Bentuk penjajahan saat ini bukanlah “penjajahan fisik” lagi, melainkan “penjajahan moral”. Kini norma agama seolah mulai dilupakan. Batasan akan apa yang boleh dilakukan dan tidak dilakukan mulai samar. Banyak pemimpin bangsa korupsi demi memenuhi kepuasan pribadi. Nilai-nilai kebenaran tak lagi nampak. Tak usahlah jauh-jauh mencari contoh penjajahan tadi. Bobroknya moral para pemimpin bangsa telah menyebabkan jutaan masyarakat hidup dalam kemiskinan. Meski digadang-gadangkan program sekolah gratis, toh masih ada anak-anak yang terpaksa putus sekolah karena tak mampu membayar biaya pendidikan yang makin lama makin tinggi. Bersekolah merupakan “hak” bagi setiap anak. Jika anak-anak tak bisa bersekolah, itukah yang disebut “merdeka”? Bukan hanya pemimpin bangsa yang mengalami kemorosotan moral. Bahkan generasi muda sekarang pun dengan mudah “terjajah” oleh budaya barat. Mulai dari fashion hingga perilaku orang-orang barat seolah sudah hampir mendarah danging di sini. Kini nampaknya sudah tak tabu lagi melakukan free sex bagi generasi muda. Bahkan video asusila mulai mudah beredar dan laris dinikmati bak kacang goreng.  Selain itu drugs seolah menjadi gaya hidup bagi anak muda zaman sekarang. Tuntutan hidup yang keras yang tidak diimbangi kemampuan untuk survive tak bisa dipungkiri menjadi penyebab utama anak muda mudah jatuh dalam lembah hitam.

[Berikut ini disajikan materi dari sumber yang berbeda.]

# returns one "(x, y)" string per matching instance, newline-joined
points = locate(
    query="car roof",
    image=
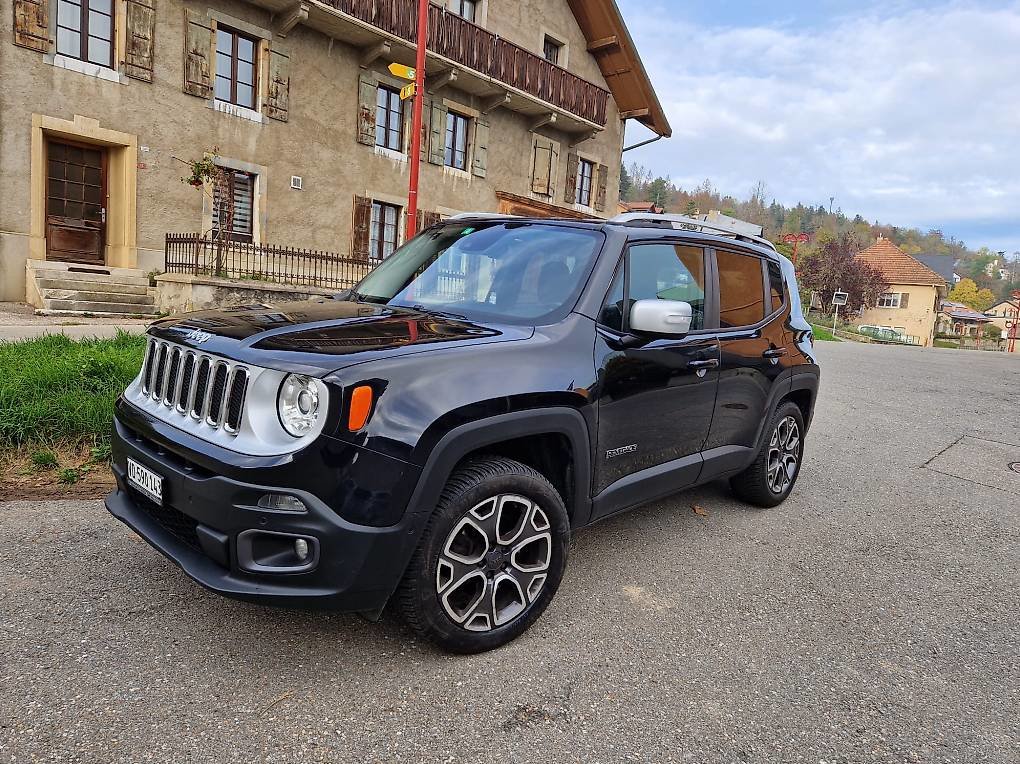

Sulit rasanya mencari siapa yang salah dan wajib bertanggung jawab atas kemerosotan bangsa ini di tengah perayaan kemerdekaan Indonesia yang ke-65. Satu hal yang wajib dilakukan adalah memupuk kesadaran diri kita terlebih dahulu untuk berbuat yang lebih baik. Lakukanlah dari hal-hal kecil seperti kejujuran, optimisme, dan semangat pantang menyerah dari diri kita. Tak usah lah para mahasiswa berteriak “maling” pada para koruptor kalau mereka juga belum bisa berbuat “jujur” saat ujian. Janganlah kita sering memaki-maki pemerintah atas segala kebijakannya kalau kita sendiri masih belum bisa menata keteraturan dalam kehidupan kita masing-masing. Dekatkanlah diri pada Tuhan dan berpegang teguh lah pada aturanNya karena aturanNya jauh lebih sempurna daripada aturan yang dibuat manusia. Saya percaya, INDONESIA pasti BISA keluar dari “penjajahan moral” ini. Salam merdeka!